La rencontre à domicile est conçue comme un accompagnement vers la bibliothèque. Il s’agit de susciter le désir de la fréquenter sans toutefois que soit remiseen cause l’autonomie des usagers. Ceux-ci doivent pouvoir utiliser la bibliothèque normalement, sans ressentir le besoin d’une médiation particulière à l’issue de l’opération.
La rencontre à domicile fait l’objet d’une évaluation chiffrée concernant essentiellement les usages. Sont notés le nombre de personnes effectivement rencontrées et les caractéristiques de ceux qui acceptent le prêt. Les statistiques prennent également en considération le nombre de personnes s’inscrivant suite à cette opération. Le type d’usage (cumulatif, exclusif) n’est en revanche pas utilisé, ces personnes ne fréquentant pas la bibliothèque. Si l’on évalue ce service au regard du nombre de personnes acceptant la rencontre puis choisissant de s’inscrire à la bibliothèque, ses retombées paraissent réduite.

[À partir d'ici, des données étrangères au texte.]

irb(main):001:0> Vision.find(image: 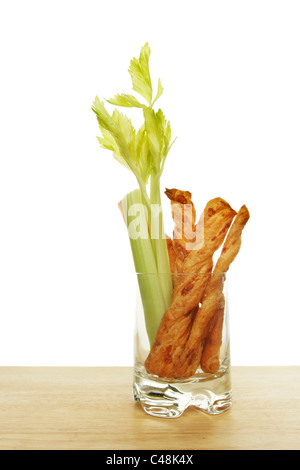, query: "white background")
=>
[0,0,300,366]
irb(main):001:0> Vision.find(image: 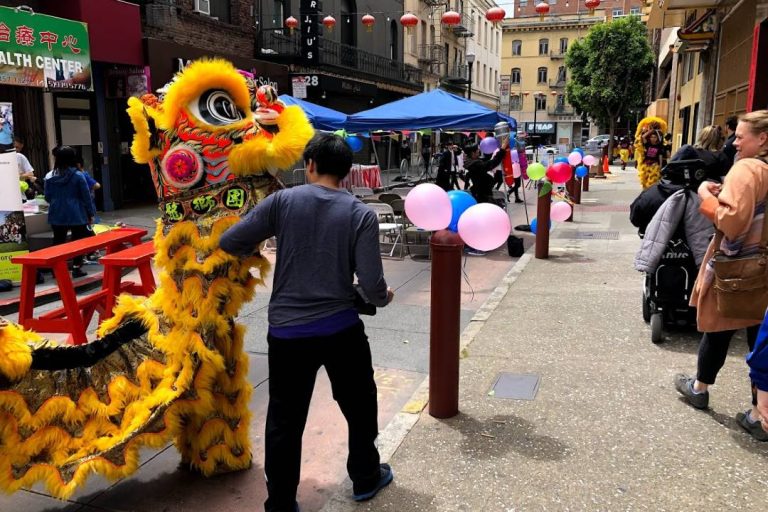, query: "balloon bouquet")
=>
[526,148,597,234]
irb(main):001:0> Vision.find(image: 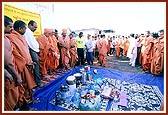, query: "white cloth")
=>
[23,27,39,52]
[92,40,97,49]
[127,38,138,66]
[85,40,93,52]
[110,40,116,48]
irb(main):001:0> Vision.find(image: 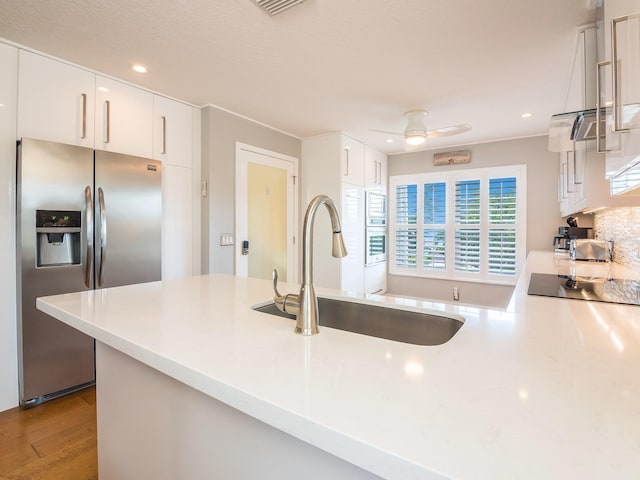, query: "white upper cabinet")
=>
[17,50,95,148]
[95,75,153,158]
[153,95,193,168]
[153,95,194,280]
[340,135,364,186]
[162,164,193,280]
[565,25,598,112]
[364,146,387,192]
[599,0,640,191]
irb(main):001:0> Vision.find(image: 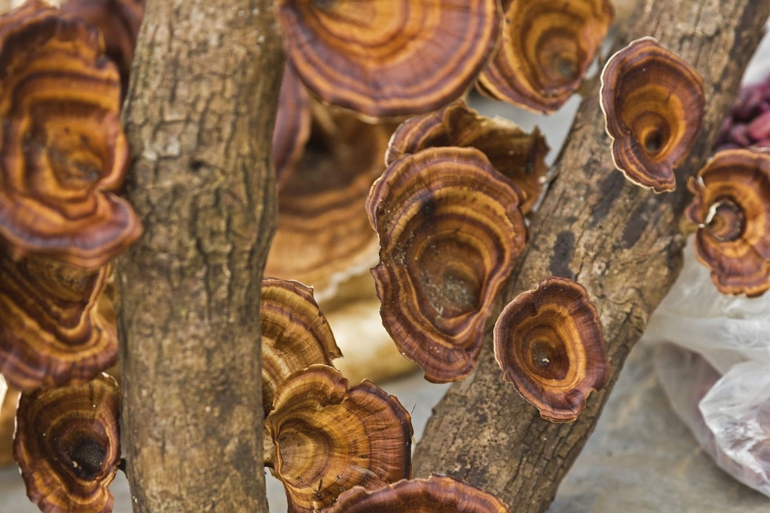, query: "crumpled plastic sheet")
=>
[642,241,770,496]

A Saint-Herblain, 15% des foyers rencontrés acceptent le prêt et 6% procèdent à une inscription suite à la rencontre. De fait, les retombées les plus intéressantes de ce service sont indirectes et concernent les relations entre usagers et bibliothécaires. (…)

La rencontre à domicile offre une connaissance plus précise des publics, de leurs usages, de leurs attentes, de leurs appréhensions et de leur perception de la bibliothèque. Ce service est également extrêmement intéressant en ce qu’il permet une véritable évolution des relations entre bibliothèque et usagers.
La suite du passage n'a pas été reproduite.